In step 3, we marched to the beat of SMART goaling, or at least, we were supposed to. We were to take our “basic” goals from brainstorming and list-making/sorting and add details, making them:
- S (Specific) – where the goal has a clearly defined expectation that is communicated,
- M (Measurable) – where the goal can be observed or compared and therefore assigned a number, value, amount, or estimation,
- A (Achievable) – where the goal is challenging yet attainable, where the necessary resources are accessible,
- R (Realistic) – where the goal has a relatable purpose and meaning to the desired outcome, and
- T (Timely) – where the goal has a certain timeframe for completion or a deadline attached to it.
Yes, we were to make them SMART!
And we were to do this very process for all our goals that fell into the categories of “immediate” goals through “one to three month” goals, based on time to completion.
You could easily do this process with personal (life) as well as professional (work) goals. But, I specifically chose to focus on just the professional goals, as I have a pretty regular routine set up for handling my family/household/personal life tasks (with a lot of flexibility built in to accommodate others’ schedules that are interwoven into mine).
So, I really wanted to concentrate only on my professional goals that I have currently going on as well as those I’m accounting for throughout the next three months.
And, in scheduling YOUR goals for the next three months, I suggest you do what helps you create the work-life balance you need.
If you have your “life” goals going and flowing into some regular routine, then work on sliding those work-related goals into your work-in-progress weekly to-dos. And if your work-related goals are all being managed in an efficient manner, then work the personal goals you’ve set into some semblance of organization by adding them to your schedule.
Remember: we’re going for work-life balance with as-needed flexibility and overall simplicity.

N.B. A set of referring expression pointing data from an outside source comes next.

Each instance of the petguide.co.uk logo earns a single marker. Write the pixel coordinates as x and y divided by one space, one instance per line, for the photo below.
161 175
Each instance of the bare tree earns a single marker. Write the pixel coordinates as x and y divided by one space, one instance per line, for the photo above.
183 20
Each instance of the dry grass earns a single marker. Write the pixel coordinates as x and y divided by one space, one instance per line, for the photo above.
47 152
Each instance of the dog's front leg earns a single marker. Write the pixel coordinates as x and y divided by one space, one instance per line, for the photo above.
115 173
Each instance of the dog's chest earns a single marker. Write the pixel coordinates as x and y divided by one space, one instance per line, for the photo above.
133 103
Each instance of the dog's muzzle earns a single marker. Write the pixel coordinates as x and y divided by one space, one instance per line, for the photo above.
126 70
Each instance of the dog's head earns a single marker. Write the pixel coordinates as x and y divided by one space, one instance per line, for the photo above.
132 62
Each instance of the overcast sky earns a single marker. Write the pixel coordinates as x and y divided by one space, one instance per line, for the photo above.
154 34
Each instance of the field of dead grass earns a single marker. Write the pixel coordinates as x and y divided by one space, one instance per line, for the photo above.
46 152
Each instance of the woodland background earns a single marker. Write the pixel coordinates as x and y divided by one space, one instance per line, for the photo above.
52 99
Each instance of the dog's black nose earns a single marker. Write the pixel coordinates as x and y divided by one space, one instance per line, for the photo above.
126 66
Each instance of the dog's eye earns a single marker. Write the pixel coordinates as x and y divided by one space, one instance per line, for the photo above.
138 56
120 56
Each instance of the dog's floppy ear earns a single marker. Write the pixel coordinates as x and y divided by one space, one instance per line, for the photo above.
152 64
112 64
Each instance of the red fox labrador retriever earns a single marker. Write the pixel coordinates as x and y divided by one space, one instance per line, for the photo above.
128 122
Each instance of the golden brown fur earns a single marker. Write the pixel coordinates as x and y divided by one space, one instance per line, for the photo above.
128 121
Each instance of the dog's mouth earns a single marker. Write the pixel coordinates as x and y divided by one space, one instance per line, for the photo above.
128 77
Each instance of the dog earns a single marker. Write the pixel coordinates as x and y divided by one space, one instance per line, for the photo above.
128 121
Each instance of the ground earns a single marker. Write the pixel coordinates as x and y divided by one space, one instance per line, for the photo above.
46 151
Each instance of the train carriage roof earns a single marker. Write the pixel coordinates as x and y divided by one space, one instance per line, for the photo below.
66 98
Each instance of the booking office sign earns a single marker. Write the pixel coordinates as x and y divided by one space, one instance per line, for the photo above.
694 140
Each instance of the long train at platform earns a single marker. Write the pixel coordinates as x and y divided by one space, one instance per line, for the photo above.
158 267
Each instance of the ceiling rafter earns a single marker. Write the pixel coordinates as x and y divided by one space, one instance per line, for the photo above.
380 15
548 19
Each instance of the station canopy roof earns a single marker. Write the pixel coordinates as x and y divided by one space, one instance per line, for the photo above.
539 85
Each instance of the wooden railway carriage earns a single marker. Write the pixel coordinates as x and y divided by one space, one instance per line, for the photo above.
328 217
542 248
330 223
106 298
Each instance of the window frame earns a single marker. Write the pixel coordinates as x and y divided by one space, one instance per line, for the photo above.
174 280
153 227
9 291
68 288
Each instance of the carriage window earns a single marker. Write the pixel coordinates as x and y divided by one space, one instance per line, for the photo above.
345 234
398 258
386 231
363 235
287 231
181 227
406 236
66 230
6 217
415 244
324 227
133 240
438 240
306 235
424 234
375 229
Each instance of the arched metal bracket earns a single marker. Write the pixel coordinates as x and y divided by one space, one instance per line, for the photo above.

And here’s where the SMARTening of the goals becomes the superstar in this whole process . . .
When it comes to fitting your goals into your schedule, you have to use those details from the specific, measurable, and timely components to map out where the goals go in your daily time slots.
For example, let’s go back to my sample SMART goal that I shared in step 3 of the goal-setting process:
I will exercise to strengthen my heart by walking in the mornings (around my neighborhood or at the mall when the weather is uncooperative) for at least 5 days out of the week (Monday thru Friday) for 45 minutes to 1 hour a day.
The specific, measurable, and timely components that I’ll be pulling out of my SMART goal above are the type of task I’ll be doing (walking), the number of times and days a week I’ll be walking (5 and Monday through Friday), and the amount of time I’ll be walking (45 minutes to an hour).
And wouldn’t you know it. All of those components can fit neatly onto my weekly schedule where I can squeeze them in outside of my regularly-scheduled tasks, already occupying space in my day. Or, it might be necessary to even switch a few things around to fit the newcomers in.
So, do you see where I’m going with this whole schedule thing?
Even though I can’t hear your voice answering my question, I’m pretty sure you’re trekking along with me. And so, I think I’ll close out our time together by giving you a little assignment to work on over the week, until we meet again next Tuesday.
I’d like for you to grab a piece of paper and create a handmade schedule for each day of the week. Or, you can use a calendar/planner you already have, or use your online scheduling tool. Whatever suits your fancy. And, go to town on filling out your schedule with your SMART goals, wherever they should appear based on their SMART components.
If I was entering my sample SMART goal into my schedule, I’d simply place “walking” at 8:30a – 9:15a on Monday’s, Tuesday’s, Wednesday’s, Thursday’s, and Friday’s schedule pages.
See how easy that was to do? It wouldn’t have been as easy if I hadn’t made my original goal of “I will exercise for my health” . . . SMART.